We here at The Methodology Blog are always searching for ways to be more efficient at work. It can seem impossible to get everything done in one day without putting in extra hours. So how can you finish your work and still leave the office on time?
Many of us put in 40 hours a week at work. Even that can feel overwhelming at times. When there is an important project or deadline that needs to be completed, it can demand even more than those dedicated 40 hours. You may find yourself sitting at your desk, jealously watching coworkers clock out at 5:30 and resign yourself to putting in extra hours, maybe for the rest of the week. Better make an extra strong pot of coffee and get to work. But what if there was a better way to manage your schedule, meet your deadlines, and still make it out of the office at quitting time?
Eric Barkeer writes in The Week concerning this exact issue. Barker reached out to his friend, Cal Newport, who seems to be a genius at getting work done and leaving the office at exactly 5:30 PM every single day. Newport, who is a full-time professor at Georgetown University, teaches classes, meets with students, pens several peer-reviewed academic journal papers every year, blogs, has written four books and somehow manages to be married and father to a young child. So how does he get this all done while rarely working a weekend or putting in overtime? Check out his tips and our thoughts below:
1) To-do lists are evil. Schedule everything.

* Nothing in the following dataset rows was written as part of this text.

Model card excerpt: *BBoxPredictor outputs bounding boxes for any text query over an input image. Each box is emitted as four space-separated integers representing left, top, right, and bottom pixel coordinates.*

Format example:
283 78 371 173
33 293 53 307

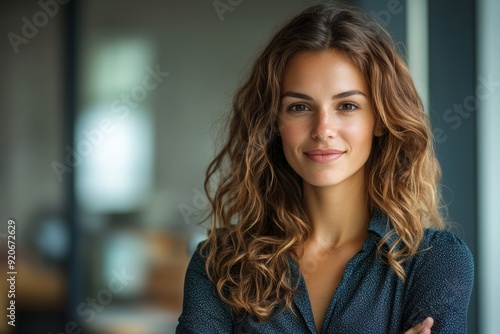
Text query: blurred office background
0 0 500 334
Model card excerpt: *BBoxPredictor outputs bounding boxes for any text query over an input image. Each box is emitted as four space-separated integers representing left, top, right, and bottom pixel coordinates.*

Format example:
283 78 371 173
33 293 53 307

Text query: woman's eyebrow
281 89 367 101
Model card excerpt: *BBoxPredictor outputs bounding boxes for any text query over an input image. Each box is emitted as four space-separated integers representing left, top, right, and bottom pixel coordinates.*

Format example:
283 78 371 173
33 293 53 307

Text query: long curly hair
202 3 444 320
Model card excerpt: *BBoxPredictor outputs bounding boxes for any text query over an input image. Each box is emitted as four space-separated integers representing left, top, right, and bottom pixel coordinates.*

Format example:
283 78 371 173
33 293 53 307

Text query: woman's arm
176 245 233 334
404 231 474 334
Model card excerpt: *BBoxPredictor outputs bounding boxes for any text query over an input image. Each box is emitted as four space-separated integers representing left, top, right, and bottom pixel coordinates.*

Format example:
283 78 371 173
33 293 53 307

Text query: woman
177 4 474 334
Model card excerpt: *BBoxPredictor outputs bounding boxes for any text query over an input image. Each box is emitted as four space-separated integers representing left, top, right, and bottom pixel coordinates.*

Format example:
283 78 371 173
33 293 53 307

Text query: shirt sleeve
176 243 233 334
403 231 474 334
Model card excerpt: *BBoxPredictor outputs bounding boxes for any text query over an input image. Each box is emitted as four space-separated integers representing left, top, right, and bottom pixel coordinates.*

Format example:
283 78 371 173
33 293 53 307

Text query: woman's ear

We’re pretty fond of to-do lists around here. Writing out the day’s tasks can help ease a scattered brain. In fact, one of our guest bloggers suggests keeping that list to just three items. But as Barker points out, sitting down and writing out a bunch of stuff you have to do is only the first step. Go the extra mile and schedule those tasks. Just because you jotted down “take care of emails” as your second item for the day doesn’t mean that it’s actually efficient to handle because it happens to be #2. Looking at your calendar and plotting out the timing of your to-do list is necessary!
2) Assume you’re going home at 5:30, then plan your day backwards.
So you’ve decided to leave on time today. What’s next? Give yourself a deadline. Don’t leave your entire day open to just complete work as it pops up throughout the day. If you give yourself those 8 hours to get work done, the deadline being your specific clock-out time, you’re less likely to end up getting stuck finishing things. This is why actually scheduling your duties off of your to-do list is so important, and working backwards can help you finish on time.
3) Make a plan for the entire week.
Most of us have a hard enough time planning a day, let alone an entire week. But Newport insists that looking at the bigger picture is necessary:
“People don’t look at the larger picture with their time and schedule. I know each day what I’m doing with each hour of the day. I know each week what I’m doing with each day of the week and I know each month what I’m doing with each week of the month.”
Sure, things will pop up along the way. But if you know your schedule, then you can accommodate these issues and work around them.
4) Do very few things, but be awesome at them.
This is a great piece of advice. No, you won’t get every single thing on your to-do list done, but trying to do that is what gets you stuck in your chair later than necessary. You’re taking on too much! Our employee productivity experts have discussed how necessary it is to say no. Get rid of unessential tasks and give your attention to things that are actually a priority. And do them excellently.